Different stakeholders need to be taken into consideration for debugging/ troubleshooting Embedded solution instances - integration builders, customer support, and the client themselves. Tray has several features available allowing integration notifications or errors to be surfaced to these stakeholders:

  • Workflow step-level error handling

  • Solution instance-level alert workflow

  • Account-wide solution alert workflow

  • Log streaming to external services

The combination of which features are used will ultimately depend on the following:

  • What triggers do your solution workflows use?

  • Who's going to be receiving & handling execution errors?

  • Does each solution require different error handling, or do error notifications need to include execution context from an external system?

  • Does the workflow execute & respond synchronously or asynchronously? For instance if a solution instance is executed by sending a webhook request to Tray, does the calling app expect to receive an immediate response and then poll for updates, or does it expect the full execution information to be returned in the call?

  • Do you have a log ingestion tool (such as Datadog)?

Decision process charts
Copy

The following process charts can show how you can take these factors into consideration when scoping your implementation.

Webhook-triggered workflows
Copy

Service or scheduled trigger workflows
Copy

Example implementations
Copy

1 - Realtime service-triggered solution instance workflows (partner's support team handle errors)
Copy

e.g. listen to incoming lead events from Salesforce. As the partner's support team will be handling all errors on behalf of customers, they can use Alert / Solution Alert triggers to send a message to their support team for follow up.


2 - Realtime service-triggered solution instance workflows (partner's End Users self-serve errors)
Copy

e.g. listen to incoming lead events from Salesforce. As the partner wants their customer to self-service errors, they will likely need to store execution / error logs on their end to then surface to the customer.

If the customer has a log ingestion tool, such as Datadog, they can leverage Log streaming to ingest all errors.

If not, the customer can leverage Alert / Partner Alert triggers along with a Database or queue connector to send logs to their system.


3 - Solution instance workflows triggered from partner's app (webhook trigger), execution is synchronous, partner's End Users self-serve errors
Copy

In this case the partner's application will send event payloads to Tray for each solution instance execution,

This allows realtime syncs or data fetches.

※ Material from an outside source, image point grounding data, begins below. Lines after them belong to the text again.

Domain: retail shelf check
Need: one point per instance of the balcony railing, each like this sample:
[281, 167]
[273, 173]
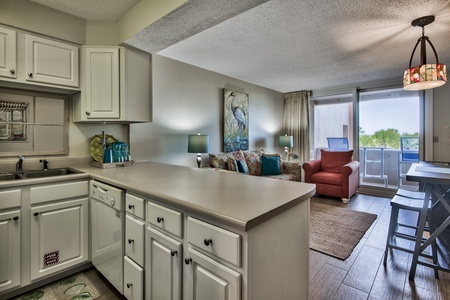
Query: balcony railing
[384, 167]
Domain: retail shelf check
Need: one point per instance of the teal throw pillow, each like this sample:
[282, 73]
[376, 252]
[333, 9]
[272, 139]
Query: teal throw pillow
[242, 166]
[270, 165]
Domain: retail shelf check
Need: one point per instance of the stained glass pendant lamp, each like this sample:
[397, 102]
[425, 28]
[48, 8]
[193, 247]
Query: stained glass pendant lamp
[426, 75]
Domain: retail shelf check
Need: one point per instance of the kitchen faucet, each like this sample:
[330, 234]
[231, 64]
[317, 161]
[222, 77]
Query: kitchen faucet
[19, 163]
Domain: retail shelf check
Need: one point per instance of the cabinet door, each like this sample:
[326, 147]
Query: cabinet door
[9, 250]
[164, 267]
[8, 61]
[207, 279]
[134, 239]
[133, 280]
[102, 82]
[59, 236]
[51, 62]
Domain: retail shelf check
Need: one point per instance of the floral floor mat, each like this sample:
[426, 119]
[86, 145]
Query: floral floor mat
[74, 287]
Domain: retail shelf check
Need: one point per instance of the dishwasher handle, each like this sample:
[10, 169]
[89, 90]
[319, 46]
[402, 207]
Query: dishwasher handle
[103, 190]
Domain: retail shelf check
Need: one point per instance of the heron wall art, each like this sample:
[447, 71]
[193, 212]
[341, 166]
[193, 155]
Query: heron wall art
[235, 121]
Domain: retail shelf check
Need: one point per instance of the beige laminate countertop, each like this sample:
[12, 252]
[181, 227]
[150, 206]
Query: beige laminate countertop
[238, 200]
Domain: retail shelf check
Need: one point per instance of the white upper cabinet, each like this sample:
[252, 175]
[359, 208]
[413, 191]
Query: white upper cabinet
[115, 86]
[100, 82]
[37, 63]
[8, 60]
[52, 62]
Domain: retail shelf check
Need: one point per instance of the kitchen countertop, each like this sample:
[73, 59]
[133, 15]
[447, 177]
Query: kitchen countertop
[241, 201]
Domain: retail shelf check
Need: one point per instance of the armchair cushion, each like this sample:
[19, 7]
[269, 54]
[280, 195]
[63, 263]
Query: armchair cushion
[333, 161]
[327, 178]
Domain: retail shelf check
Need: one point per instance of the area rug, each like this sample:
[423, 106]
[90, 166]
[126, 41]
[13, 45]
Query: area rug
[336, 231]
[73, 287]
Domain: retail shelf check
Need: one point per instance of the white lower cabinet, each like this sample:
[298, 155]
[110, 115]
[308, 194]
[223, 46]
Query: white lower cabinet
[164, 266]
[208, 279]
[59, 236]
[134, 260]
[133, 280]
[135, 239]
[10, 249]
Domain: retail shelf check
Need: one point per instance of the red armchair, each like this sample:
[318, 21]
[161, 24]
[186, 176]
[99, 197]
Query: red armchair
[335, 174]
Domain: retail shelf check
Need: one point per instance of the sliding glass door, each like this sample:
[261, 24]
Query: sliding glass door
[382, 127]
[389, 122]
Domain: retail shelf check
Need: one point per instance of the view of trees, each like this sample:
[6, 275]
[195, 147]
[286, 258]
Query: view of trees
[384, 138]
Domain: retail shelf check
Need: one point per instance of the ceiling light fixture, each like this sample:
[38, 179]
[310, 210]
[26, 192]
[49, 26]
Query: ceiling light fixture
[425, 76]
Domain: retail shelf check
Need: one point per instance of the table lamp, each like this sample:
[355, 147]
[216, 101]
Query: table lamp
[286, 141]
[198, 144]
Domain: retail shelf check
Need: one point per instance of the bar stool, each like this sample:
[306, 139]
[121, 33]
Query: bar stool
[409, 201]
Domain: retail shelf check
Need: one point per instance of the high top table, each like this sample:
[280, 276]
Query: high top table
[436, 181]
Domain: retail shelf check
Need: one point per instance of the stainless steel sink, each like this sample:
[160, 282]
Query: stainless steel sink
[37, 174]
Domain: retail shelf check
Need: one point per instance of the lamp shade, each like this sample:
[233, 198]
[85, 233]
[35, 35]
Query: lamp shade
[426, 75]
[198, 143]
[286, 141]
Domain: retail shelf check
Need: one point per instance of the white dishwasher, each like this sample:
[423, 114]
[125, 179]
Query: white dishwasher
[107, 220]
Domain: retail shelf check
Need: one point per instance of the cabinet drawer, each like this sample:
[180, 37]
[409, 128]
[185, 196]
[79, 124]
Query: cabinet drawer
[165, 218]
[135, 205]
[58, 191]
[10, 198]
[134, 239]
[133, 280]
[215, 240]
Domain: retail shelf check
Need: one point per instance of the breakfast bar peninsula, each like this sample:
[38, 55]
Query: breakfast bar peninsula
[222, 235]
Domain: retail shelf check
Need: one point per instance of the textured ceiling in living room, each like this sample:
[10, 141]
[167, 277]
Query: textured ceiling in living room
[290, 45]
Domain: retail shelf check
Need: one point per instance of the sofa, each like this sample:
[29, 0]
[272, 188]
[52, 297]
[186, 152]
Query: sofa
[256, 163]
[335, 174]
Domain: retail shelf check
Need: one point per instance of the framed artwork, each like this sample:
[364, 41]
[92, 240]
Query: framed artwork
[235, 121]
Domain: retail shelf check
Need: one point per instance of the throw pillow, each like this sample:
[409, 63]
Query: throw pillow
[242, 167]
[253, 160]
[270, 165]
[232, 164]
[333, 161]
[219, 160]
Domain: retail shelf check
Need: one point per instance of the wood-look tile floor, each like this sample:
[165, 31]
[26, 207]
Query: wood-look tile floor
[362, 275]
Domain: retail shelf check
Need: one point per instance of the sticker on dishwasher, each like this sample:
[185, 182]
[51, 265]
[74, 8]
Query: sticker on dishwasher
[51, 258]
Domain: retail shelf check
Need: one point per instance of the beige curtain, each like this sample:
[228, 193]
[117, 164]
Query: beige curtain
[296, 122]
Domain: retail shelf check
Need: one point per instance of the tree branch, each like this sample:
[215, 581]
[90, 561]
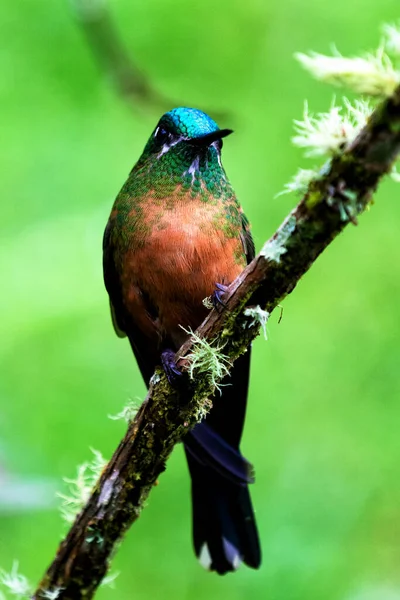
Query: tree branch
[332, 201]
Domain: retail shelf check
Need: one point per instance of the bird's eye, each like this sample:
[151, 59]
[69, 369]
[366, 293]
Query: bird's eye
[162, 135]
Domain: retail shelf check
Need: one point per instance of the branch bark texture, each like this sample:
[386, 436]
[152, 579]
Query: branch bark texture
[333, 201]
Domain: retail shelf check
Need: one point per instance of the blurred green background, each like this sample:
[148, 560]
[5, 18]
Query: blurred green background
[324, 417]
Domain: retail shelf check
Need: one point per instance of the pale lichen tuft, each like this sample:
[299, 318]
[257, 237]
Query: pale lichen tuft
[15, 583]
[373, 74]
[81, 487]
[207, 359]
[330, 132]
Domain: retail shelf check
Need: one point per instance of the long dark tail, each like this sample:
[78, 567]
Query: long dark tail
[224, 528]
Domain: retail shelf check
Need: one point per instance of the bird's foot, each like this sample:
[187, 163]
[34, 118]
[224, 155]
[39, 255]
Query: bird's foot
[217, 296]
[169, 365]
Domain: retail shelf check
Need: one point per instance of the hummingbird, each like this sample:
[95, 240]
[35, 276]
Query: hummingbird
[177, 235]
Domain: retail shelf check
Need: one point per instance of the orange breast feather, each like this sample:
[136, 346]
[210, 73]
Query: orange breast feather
[185, 254]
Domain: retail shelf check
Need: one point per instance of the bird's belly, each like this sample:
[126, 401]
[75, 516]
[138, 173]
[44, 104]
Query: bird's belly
[176, 268]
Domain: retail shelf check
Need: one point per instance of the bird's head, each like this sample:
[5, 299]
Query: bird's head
[185, 135]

As the application is waiting for the workflow to execute and return a response, step-level error handling can be used to handle errors and send a customised message to the calling application.


4 - Solution instance workflows triggered from partner's app (webhook trigger), execution is asynchronous, partner's End Users self-serve errors
Copy

In this case the partner's application will also send event payloads to Tray for each solution instance execution, allowing realtime syncs or data fetches.

However, the application expects an instance response just to confirm that the webhook has been received by Tray.

It then likely polls an endpoint, awaits logs or polls a file bucket to check when the execution has finished.

In this scenario, a service connector with the partner's static auth will likely be used in solution instances to send success / error payloads to an external service.

Errors can either be handled using workflow step-level error handling, or more scalably through a Solution Alert trigger.

A common approach to this is:

  1. Listening to an incoming request ID that is unique to each webhook event, using Data Storage to save this under a key containing the Tray execution ID,

  2. This can then be referenced to retrieve the original request ID inside the Alert trigger workflow.

Note on services failing
Copy

If a third party being used in your workflow is having network issues, this can cause your whole workflow to fail.

A best practice approach to consider here is to set your service connectors to use Manual error handling so that you can take immediate appropriate action should this be the case.

Note on points of failure
Copy

You should be aware that setting up error handling systems within your workflow can add more points of failure. An example of this is when somebody might change the login credentials for the MySQL database you are using to store your status messages.